Mixpeek Logo
    3 min read

    Semantic Chunking Strategies for Multimodal RAG

    How semantic chunking improves RAG quality by splitting content at natural boundaries rather than fixed token counts. Covers text, documents, video, and audio.

    Semantic Chunking Strategies for Multimodal RAG
    Comparisons

    The quality of a RAG system depends more on how you chunk your data than on which embedding model you use. Poor chunking — splitting mid-sentence, breaking apart related paragraphs, or creating chunks that are too large to be specific — produces embeddings that do not accurately represent their content, leading to irrelevant retrieval results.

    Semantic chunking solves this by splitting content at natural boundaries: topic shifts, paragraph breaks, scene changes, and structural markers. This post covers chunking strategies for text, documents, video, and audio.
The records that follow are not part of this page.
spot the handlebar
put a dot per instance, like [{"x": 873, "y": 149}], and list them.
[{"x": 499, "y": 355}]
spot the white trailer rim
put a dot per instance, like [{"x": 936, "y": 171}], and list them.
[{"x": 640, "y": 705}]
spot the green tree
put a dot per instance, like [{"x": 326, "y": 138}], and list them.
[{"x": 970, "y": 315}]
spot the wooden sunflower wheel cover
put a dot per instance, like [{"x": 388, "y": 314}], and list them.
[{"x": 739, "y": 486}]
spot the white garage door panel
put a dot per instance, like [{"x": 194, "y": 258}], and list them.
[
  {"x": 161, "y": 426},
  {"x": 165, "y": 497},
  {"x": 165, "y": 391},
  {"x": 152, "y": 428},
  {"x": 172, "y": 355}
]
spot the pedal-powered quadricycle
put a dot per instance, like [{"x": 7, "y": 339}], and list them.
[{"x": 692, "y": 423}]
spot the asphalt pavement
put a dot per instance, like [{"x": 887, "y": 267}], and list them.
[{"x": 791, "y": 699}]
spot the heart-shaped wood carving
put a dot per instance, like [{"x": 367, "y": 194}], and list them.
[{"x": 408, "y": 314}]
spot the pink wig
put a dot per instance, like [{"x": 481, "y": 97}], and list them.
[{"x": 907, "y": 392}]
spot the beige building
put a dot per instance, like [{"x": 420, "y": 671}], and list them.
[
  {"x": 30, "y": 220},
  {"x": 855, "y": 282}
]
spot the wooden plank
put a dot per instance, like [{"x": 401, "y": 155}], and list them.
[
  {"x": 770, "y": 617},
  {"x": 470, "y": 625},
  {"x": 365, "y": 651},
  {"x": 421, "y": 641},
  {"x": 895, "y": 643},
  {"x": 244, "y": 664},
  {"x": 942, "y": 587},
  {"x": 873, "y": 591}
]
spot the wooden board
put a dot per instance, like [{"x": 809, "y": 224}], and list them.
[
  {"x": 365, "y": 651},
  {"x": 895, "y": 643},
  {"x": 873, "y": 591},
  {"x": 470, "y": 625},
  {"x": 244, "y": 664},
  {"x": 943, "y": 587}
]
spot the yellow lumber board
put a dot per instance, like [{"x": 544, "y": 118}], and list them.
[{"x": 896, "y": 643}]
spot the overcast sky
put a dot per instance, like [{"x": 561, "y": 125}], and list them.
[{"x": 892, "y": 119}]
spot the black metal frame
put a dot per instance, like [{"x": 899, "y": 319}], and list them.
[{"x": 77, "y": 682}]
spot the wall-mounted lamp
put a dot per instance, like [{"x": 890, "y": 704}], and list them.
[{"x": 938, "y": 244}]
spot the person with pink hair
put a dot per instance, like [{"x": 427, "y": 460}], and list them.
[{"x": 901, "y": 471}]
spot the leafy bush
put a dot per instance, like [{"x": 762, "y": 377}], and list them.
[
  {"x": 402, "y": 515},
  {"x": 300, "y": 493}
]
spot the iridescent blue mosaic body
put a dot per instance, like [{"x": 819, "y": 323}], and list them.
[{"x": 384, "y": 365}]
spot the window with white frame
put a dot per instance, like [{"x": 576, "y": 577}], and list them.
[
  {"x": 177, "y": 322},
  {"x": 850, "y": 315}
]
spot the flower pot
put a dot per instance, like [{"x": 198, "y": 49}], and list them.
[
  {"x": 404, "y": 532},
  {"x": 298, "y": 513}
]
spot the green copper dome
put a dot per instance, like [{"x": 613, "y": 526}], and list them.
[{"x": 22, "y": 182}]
    Why Fixed-Size Chunking Fails

    The most common chunking approach splits text every N tokens (typically 256-512) with some overlap. This is simple to implement but creates several problems:

    • Split sentences — A chunk boundary in the middle of a sentence produces two fragments, neither of which captures the complete idea
    • Mixed topics — A 512-token chunk might contain the end of one topic and the beginning of another, creating an embedding that represents neither well
    • Lost context — Important context like "the following table shows..." gets separated from the table it references
    • Redundant overlap — Overlap-based approaches duplicate content, inflating index size and retrieval noise

    Embedding-Based Semantic Chunking

    The most effective text chunking strategy uses embeddings to detect topic boundaries:

    1. Split the document into sentences
    2. Compute embeddings for each sentence
    3. Calculate cosine similarity between consecutive sentence embeddings
    4. When similarity drops below a threshold, insert a chunk boundary
    5. Merge very short chunks with their neighbors

    The threshold is typically set using a percentile of all consecutive similarities — the 25th percentile works well for most content, meaning boundaries are placed at the 25% largest similarity drops.

    import numpy as np
    from sentence_transformers import SentenceTransformer
    
    model = SentenceTransformer("all-MiniLM-L6-v2")
    
    def semantic_chunk(text, percentile_threshold=25):
        # Split into sentences
        sentences = text.split(". ")
    
        # Compute embeddings
        embeddings = model.encode(sentences)
    
        # Calculate consecutive similarities
        similarities = [
            np.dot(embeddings[i], embeddings[i+1]) /
            (np.linalg.norm(embeddings[i]) * np.linalg.norm(embeddings[i+1]))
            for i in range(len(embeddings) - 1)
        ]
    
        # Find threshold
        threshold = np.percentile(similarities, percentile_threshold)
    
        # Split at low-similarity points
        chunks = []
        current_chunk = [sentences[0]]
    
        for i, sim in enumerate(similarities):
            if sim < threshold:
                chunks.append(". ".join(current_chunk) + ".")
                current_chunk = [sentences[i + 1]]
            else:
                current_chunk.append(sentences[i + 1])
    
        chunks.append(". ".join(current_chunk) + ".")
        return chunks
    

    Document Layout Chunking

    For structured documents (PDFs, HTML, Markdown), layout analysis provides even better chunking signals than embedding similarity:

    • Headings — Each heading starts a new chunk. Nested headings create hierarchical chunks.
    • Tables — Tables are kept as complete chunks, never split across boundaries.
    • Lists — Bulleted/numbered lists are kept together with their introductory text.
    • Code blocks — Code examples are preserved as atomic units.
    • Page boundaries — In PDFs, page breaks are natural (though not always semantic) boundaries.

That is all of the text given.